The sample rate and output data rate of the accelerometer in the MPU6050 depend on the clock, which can be external crystal or internal, accurate or not. What breakout board do you have?

You are correct that the sample rate of the MPU6050 is fixed, at approximately 1 kHz (depending on the clock selection), but the output data rate is adjustable over a wide range. My approach, if I had to use the MPU6050, would be to set the output data rate to a useful value, and read the accelerometer with an interrupt. That way the measurement timing should be roughly constant, as required.
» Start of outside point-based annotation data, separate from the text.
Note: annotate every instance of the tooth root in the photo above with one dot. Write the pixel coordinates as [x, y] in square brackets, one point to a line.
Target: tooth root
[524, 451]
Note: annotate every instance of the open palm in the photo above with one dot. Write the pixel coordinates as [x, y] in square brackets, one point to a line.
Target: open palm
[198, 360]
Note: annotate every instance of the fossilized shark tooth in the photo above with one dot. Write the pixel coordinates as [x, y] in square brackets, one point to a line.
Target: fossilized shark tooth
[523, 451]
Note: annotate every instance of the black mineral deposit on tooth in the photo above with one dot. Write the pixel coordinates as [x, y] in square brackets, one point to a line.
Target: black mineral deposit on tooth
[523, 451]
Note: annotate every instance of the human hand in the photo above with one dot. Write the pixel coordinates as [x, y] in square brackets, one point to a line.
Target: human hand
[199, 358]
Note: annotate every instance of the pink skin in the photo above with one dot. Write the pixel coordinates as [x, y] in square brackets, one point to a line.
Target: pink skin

On the other hand, I wouldn't use that accelerometer, because it has the extra complications of the internal processor (DMP), a FIFO buffer, etc. A very simple ADXL, even with analog output, would be easier to use.

Are you sure that the vibrations that you are picking up with the accelerometer are not faster than your sample rate. If they are you will be getting aliasing and yes everything will end up in the first two bins.